Used for four interview elements per day by the IBC TV News, the VRT Live IP studio has been a focal point for the world’s broadcasters. Just before IBC, it was used to make 60 live programmes and 200 clips went on air.

The two people associated with the success of the Sandbox project – founder Michel De Wolf and lead instigator Karel De Bondt of VRT – have offered visitors a first phase in which SDI over IP is the norm, but things are moving fast.

“Today in SDI we have video and audio embedded, but we will separate them and have elementary streams, and very important is the auto discovery that will happen. Finally, I hope we will get there in virtualisation,” said De Wolf. “With SMPTE 2110, we finally have a good standard for intercommunication and transporting our live scenes.

The whole industry should embrace virtualisation.”

De Bondt said: “We have reached a milestone where we can have a fully operational TV studio.

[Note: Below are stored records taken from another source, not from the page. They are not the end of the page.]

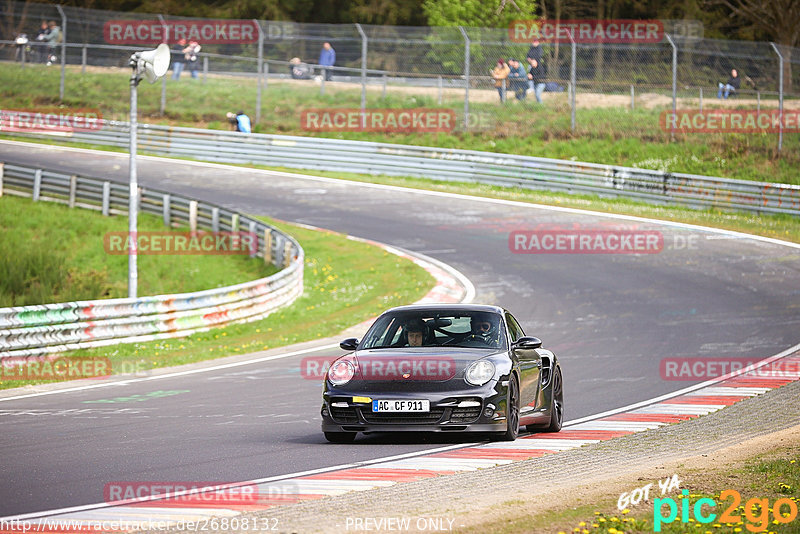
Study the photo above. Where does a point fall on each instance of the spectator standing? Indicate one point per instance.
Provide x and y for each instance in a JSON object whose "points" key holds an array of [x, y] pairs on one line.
{"points": [[500, 75], [517, 79], [537, 76], [327, 58], [41, 37], [178, 59], [300, 70], [534, 53], [190, 54], [239, 121], [54, 38], [731, 86]]}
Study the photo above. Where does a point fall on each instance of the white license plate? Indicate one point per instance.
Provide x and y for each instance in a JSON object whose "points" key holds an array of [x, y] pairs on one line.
{"points": [[401, 406]]}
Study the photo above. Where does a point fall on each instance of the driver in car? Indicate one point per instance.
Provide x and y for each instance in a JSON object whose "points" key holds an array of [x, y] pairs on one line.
{"points": [[415, 332], [484, 327]]}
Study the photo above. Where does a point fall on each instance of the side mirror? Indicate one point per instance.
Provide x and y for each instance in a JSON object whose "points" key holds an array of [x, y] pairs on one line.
{"points": [[527, 343], [351, 343]]}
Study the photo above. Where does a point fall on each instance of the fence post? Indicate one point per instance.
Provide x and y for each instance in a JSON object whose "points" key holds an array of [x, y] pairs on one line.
{"points": [[63, 51], [37, 184], [165, 30], [268, 245], [572, 82], [73, 190], [363, 75], [466, 76], [780, 96], [260, 69], [106, 198], [166, 212], [674, 83], [193, 216]]}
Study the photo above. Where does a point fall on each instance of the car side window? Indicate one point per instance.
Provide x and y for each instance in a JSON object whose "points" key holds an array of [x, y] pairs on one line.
{"points": [[513, 327]]}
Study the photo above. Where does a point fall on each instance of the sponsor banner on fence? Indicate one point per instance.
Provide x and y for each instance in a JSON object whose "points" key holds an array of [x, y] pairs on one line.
{"points": [[390, 368], [54, 369], [50, 120], [153, 32], [423, 120], [708, 368], [586, 31], [730, 121], [181, 243]]}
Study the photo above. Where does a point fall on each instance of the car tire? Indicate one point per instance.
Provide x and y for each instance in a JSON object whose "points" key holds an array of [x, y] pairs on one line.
{"points": [[512, 412], [557, 408], [340, 437]]}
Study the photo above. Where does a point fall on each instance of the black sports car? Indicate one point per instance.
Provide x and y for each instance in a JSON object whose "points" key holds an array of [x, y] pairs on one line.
{"points": [[443, 367]]}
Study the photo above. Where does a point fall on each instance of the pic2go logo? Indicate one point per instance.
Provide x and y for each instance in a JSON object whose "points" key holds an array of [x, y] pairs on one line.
{"points": [[756, 511]]}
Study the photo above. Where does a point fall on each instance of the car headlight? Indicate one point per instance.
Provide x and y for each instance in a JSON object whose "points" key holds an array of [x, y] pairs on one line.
{"points": [[480, 372], [341, 372]]}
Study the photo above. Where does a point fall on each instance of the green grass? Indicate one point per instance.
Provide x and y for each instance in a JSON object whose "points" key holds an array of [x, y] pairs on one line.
{"points": [[51, 253], [603, 135], [346, 282]]}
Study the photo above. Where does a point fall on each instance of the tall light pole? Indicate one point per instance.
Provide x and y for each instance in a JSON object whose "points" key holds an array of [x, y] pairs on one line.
{"points": [[152, 64]]}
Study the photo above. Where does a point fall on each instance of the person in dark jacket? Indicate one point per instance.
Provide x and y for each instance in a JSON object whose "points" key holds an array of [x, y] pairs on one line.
{"points": [[534, 54], [537, 78], [731, 86], [517, 80]]}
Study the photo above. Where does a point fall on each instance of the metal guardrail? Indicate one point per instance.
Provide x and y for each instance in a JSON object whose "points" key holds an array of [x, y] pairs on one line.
{"points": [[448, 164], [50, 328]]}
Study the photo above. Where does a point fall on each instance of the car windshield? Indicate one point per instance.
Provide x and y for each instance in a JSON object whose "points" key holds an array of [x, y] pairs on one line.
{"points": [[432, 328]]}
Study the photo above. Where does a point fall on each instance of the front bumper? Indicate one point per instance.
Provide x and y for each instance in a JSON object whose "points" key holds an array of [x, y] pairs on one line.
{"points": [[459, 412]]}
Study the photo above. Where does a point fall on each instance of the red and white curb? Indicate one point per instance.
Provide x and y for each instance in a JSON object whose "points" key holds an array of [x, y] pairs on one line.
{"points": [[692, 402]]}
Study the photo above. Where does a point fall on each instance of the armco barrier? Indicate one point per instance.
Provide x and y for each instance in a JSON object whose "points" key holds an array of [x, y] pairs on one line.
{"points": [[448, 164], [50, 328]]}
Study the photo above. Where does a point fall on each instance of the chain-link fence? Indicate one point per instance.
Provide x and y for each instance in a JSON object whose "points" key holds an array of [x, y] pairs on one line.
{"points": [[581, 89]]}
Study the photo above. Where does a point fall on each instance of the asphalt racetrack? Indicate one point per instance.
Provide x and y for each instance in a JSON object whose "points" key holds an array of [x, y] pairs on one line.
{"points": [[611, 318]]}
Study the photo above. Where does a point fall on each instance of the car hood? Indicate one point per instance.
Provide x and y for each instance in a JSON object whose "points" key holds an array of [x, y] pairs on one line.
{"points": [[416, 364]]}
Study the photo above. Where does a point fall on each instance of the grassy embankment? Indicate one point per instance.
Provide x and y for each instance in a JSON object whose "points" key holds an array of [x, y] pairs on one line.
{"points": [[346, 282], [604, 135]]}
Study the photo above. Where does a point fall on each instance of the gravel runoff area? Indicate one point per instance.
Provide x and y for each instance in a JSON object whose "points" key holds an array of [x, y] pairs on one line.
{"points": [[556, 481]]}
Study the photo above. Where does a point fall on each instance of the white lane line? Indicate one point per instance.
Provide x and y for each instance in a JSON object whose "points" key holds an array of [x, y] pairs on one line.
{"points": [[629, 426], [680, 409]]}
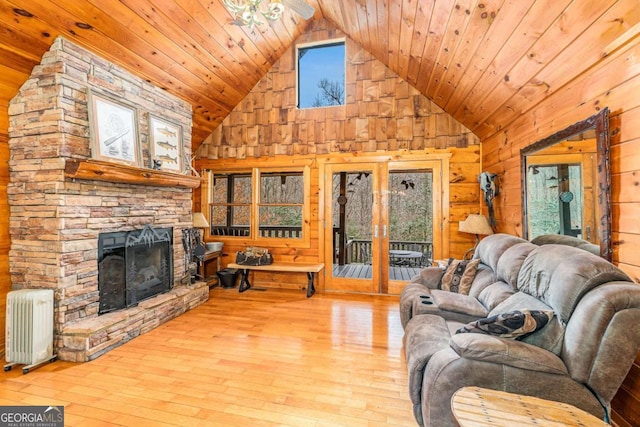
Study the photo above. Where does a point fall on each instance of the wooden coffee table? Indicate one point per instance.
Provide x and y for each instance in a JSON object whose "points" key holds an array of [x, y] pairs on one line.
{"points": [[479, 407]]}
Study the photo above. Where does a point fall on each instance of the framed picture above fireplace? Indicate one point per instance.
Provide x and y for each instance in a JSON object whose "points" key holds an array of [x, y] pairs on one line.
{"points": [[114, 131], [166, 144]]}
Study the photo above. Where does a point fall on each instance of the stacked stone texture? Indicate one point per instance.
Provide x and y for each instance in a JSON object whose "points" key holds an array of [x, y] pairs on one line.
{"points": [[55, 222]]}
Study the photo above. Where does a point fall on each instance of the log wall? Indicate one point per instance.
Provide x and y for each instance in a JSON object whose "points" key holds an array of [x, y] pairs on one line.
{"points": [[5, 279], [611, 83], [383, 113]]}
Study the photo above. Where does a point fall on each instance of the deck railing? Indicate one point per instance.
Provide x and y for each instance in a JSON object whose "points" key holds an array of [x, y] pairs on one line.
{"points": [[359, 251], [265, 231]]}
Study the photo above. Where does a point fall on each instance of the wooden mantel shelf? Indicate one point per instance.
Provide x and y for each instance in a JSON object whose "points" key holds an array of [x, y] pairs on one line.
{"points": [[115, 172]]}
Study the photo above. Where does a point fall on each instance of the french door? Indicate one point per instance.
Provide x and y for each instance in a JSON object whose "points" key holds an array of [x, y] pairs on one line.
{"points": [[383, 223]]}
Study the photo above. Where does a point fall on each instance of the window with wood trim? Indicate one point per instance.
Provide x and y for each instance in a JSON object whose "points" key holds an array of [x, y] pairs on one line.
{"points": [[260, 204], [321, 74]]}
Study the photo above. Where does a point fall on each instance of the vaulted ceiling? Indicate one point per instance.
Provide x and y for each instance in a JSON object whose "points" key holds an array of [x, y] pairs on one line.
{"points": [[485, 62]]}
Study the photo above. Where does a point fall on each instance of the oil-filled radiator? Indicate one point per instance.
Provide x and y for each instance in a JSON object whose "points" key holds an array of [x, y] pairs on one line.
{"points": [[29, 327]]}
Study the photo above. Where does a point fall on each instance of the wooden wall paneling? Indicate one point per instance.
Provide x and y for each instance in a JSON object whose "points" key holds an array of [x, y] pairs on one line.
{"points": [[590, 46], [482, 17], [476, 105], [422, 20], [382, 29], [457, 27], [168, 34], [5, 242], [551, 43], [362, 29], [156, 61], [437, 29], [494, 39], [395, 26]]}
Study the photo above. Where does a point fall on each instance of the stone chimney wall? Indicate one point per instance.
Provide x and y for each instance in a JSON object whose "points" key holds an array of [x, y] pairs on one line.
{"points": [[55, 221]]}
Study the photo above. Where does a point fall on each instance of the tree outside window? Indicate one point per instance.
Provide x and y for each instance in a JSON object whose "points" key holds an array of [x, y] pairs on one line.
{"points": [[321, 75]]}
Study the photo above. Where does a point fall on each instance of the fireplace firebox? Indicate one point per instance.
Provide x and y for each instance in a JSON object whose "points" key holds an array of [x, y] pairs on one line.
{"points": [[133, 266]]}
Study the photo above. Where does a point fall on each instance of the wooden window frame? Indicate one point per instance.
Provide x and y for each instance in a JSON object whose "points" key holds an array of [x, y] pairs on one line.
{"points": [[254, 237]]}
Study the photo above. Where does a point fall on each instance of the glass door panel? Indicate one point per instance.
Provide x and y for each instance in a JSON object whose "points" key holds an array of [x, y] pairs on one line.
{"points": [[383, 223], [410, 219], [352, 216]]}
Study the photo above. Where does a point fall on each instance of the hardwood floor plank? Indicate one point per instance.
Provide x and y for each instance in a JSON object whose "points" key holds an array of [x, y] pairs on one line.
{"points": [[260, 358]]}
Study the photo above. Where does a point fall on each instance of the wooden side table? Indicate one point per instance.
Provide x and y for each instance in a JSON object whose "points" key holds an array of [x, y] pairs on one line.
{"points": [[209, 266], [479, 407]]}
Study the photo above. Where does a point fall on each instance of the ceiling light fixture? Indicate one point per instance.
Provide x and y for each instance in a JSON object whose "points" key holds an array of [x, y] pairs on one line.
{"points": [[250, 12]]}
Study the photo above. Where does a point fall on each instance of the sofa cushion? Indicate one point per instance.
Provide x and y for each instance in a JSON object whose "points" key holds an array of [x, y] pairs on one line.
{"points": [[494, 294], [560, 275], [512, 324], [510, 262], [459, 275], [491, 248], [550, 337], [458, 303], [508, 352]]}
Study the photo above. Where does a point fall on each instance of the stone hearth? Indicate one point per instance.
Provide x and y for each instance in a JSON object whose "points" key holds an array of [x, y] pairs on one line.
{"points": [[55, 221]]}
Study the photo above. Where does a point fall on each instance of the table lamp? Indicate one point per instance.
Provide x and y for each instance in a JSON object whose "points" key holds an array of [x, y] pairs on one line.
{"points": [[475, 224]]}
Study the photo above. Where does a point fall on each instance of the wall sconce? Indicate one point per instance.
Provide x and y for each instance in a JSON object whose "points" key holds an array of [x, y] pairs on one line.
{"points": [[475, 224], [199, 221], [249, 12]]}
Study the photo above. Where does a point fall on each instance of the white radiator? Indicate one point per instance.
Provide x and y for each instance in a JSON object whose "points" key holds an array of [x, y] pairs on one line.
{"points": [[29, 333]]}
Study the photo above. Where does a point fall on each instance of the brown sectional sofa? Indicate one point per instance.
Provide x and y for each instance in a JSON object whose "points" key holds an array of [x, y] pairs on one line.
{"points": [[581, 356]]}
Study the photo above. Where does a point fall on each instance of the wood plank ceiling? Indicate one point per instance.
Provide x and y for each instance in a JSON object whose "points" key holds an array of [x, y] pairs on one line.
{"points": [[485, 62]]}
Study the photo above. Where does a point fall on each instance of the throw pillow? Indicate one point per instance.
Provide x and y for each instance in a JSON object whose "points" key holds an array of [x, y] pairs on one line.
{"points": [[459, 276], [513, 324]]}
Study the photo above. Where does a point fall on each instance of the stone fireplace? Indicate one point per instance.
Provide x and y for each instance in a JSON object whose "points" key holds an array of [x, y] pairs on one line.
{"points": [[133, 266], [63, 228]]}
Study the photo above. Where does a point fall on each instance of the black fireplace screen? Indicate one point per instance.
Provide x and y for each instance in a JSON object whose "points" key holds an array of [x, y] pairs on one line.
{"points": [[134, 266]]}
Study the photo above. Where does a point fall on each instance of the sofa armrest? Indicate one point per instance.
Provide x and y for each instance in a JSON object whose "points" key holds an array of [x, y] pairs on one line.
{"points": [[429, 277], [508, 352]]}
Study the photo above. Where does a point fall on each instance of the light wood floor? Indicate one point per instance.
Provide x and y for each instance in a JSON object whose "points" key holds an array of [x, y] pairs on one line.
{"points": [[260, 358]]}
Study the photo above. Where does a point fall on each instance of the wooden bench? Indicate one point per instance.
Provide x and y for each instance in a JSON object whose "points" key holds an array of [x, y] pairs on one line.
{"points": [[293, 267]]}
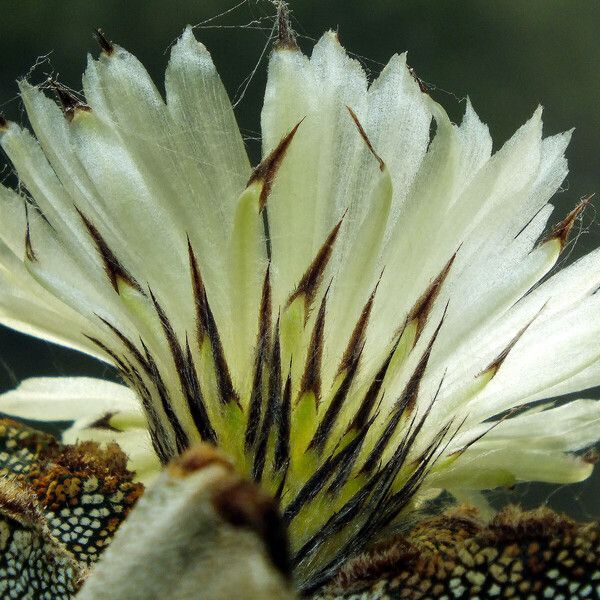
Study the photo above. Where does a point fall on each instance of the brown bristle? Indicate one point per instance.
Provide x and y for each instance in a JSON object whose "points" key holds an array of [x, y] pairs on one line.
{"points": [[266, 171], [106, 45]]}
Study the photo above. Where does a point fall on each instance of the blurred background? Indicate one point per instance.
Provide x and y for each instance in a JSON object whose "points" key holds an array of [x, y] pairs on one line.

We can do sharing of equipment. As a broadcaster we now know that this technology is mature enough to use in day-to-day production.

“To transform broadcasters into the internet age, we will need IP. If you want to make TV but you want to deliver all your signals and your metadata to the end-user so that he can compile his own TV show ‘a la carte’, you want to interact with the end users.

Or you may want to use many kinds of camera sources in many formats and mix in VR; I think you need IP,” he added.